El etanol es un biocombustible amigable para el medio ambiente, pues, además de tener origen en una fuente renovable, reduce en un 80% la emisión de gases de efecto invernadero, que provocan el aumento de la temperatura en la atmósfera terrestre, en relación a vehículos automotores movidos a nafta. Los beneficios están presentes ya en el origen del ciclo, pues el etanol de caña de azúcar genera 8,3 veces más energía renovable que la energía fósil empleada en su producción; en cambio, el etanol retirado del maíz genera sólo 1,4 veces más. La productividad del etanol por hectárea es de 6,8 mil litros en el caso de la caña de azúcar, 5,4 mil litros en el caso de la remolacha, y 3,1 mil litros si se trata de maíz.
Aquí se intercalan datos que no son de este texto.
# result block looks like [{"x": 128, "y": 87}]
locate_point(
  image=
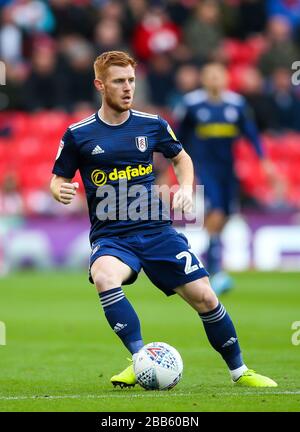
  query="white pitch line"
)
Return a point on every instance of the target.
[{"x": 146, "y": 395}]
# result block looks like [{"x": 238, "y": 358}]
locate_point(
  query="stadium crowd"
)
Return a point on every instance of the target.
[{"x": 48, "y": 48}]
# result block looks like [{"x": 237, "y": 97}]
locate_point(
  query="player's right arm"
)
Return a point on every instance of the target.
[
  {"x": 62, "y": 189},
  {"x": 65, "y": 167}
]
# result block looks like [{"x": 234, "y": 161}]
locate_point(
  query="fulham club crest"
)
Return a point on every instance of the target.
[{"x": 141, "y": 143}]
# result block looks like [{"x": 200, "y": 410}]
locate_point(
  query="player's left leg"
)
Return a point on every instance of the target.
[{"x": 220, "y": 331}]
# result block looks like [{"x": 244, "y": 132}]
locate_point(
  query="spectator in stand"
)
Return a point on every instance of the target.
[
  {"x": 11, "y": 38},
  {"x": 72, "y": 18},
  {"x": 43, "y": 88},
  {"x": 11, "y": 202},
  {"x": 285, "y": 102},
  {"x": 253, "y": 88},
  {"x": 156, "y": 34},
  {"x": 33, "y": 16},
  {"x": 133, "y": 14},
  {"x": 287, "y": 8},
  {"x": 187, "y": 79},
  {"x": 108, "y": 36},
  {"x": 79, "y": 91},
  {"x": 160, "y": 79},
  {"x": 11, "y": 95},
  {"x": 203, "y": 32},
  {"x": 251, "y": 18},
  {"x": 281, "y": 51}
]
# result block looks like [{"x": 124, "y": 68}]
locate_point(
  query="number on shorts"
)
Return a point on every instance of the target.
[{"x": 189, "y": 268}]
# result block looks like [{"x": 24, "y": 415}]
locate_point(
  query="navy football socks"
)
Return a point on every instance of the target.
[
  {"x": 122, "y": 318},
  {"x": 222, "y": 336},
  {"x": 214, "y": 255}
]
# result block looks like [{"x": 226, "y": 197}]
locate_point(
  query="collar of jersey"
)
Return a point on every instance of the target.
[{"x": 112, "y": 126}]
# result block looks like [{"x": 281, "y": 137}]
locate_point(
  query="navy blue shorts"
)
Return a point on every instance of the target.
[{"x": 165, "y": 257}]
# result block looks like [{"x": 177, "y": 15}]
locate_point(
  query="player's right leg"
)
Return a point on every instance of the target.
[{"x": 108, "y": 274}]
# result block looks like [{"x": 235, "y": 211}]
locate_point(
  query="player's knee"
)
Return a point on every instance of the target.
[
  {"x": 207, "y": 299},
  {"x": 105, "y": 280}
]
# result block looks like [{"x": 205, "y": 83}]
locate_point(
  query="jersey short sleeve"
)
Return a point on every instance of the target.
[
  {"x": 66, "y": 162},
  {"x": 167, "y": 143}
]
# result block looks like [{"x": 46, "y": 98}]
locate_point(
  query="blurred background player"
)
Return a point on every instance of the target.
[{"x": 212, "y": 119}]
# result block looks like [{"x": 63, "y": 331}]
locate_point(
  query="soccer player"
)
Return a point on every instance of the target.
[
  {"x": 212, "y": 118},
  {"x": 117, "y": 143}
]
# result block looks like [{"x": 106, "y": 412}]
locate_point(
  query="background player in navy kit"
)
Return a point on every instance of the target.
[
  {"x": 212, "y": 119},
  {"x": 118, "y": 143}
]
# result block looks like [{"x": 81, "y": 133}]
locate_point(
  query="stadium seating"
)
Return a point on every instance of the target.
[{"x": 29, "y": 151}]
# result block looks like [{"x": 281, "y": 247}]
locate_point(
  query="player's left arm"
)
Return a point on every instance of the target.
[
  {"x": 171, "y": 148},
  {"x": 184, "y": 171},
  {"x": 249, "y": 130}
]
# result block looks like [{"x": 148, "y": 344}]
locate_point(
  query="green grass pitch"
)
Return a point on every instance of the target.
[{"x": 61, "y": 353}]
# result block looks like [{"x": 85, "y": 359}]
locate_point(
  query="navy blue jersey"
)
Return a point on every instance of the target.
[
  {"x": 208, "y": 129},
  {"x": 106, "y": 154}
]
Brasil es también el tercer mayor productor consumidor de biodiesel en el mundo. El Programa Nacional de Producción y Uso de Biodiesel (PNPB), de 2004, prevé el incremento obligatorio y gradual de combustible alternativo en el gasoil. El dinamismo de ese mercado en Brasil permitió que la mezcla inicial de 2%, en vigor desde enero de 2008, fuera ampliada en julio al 3%, lo que exigió la producción de 1,1 mil millones de litros. La ley prevé un porcentaje de 5% en 2013, lo que estimulará nuevas inversiones en la producción y en el aumento de la productividad.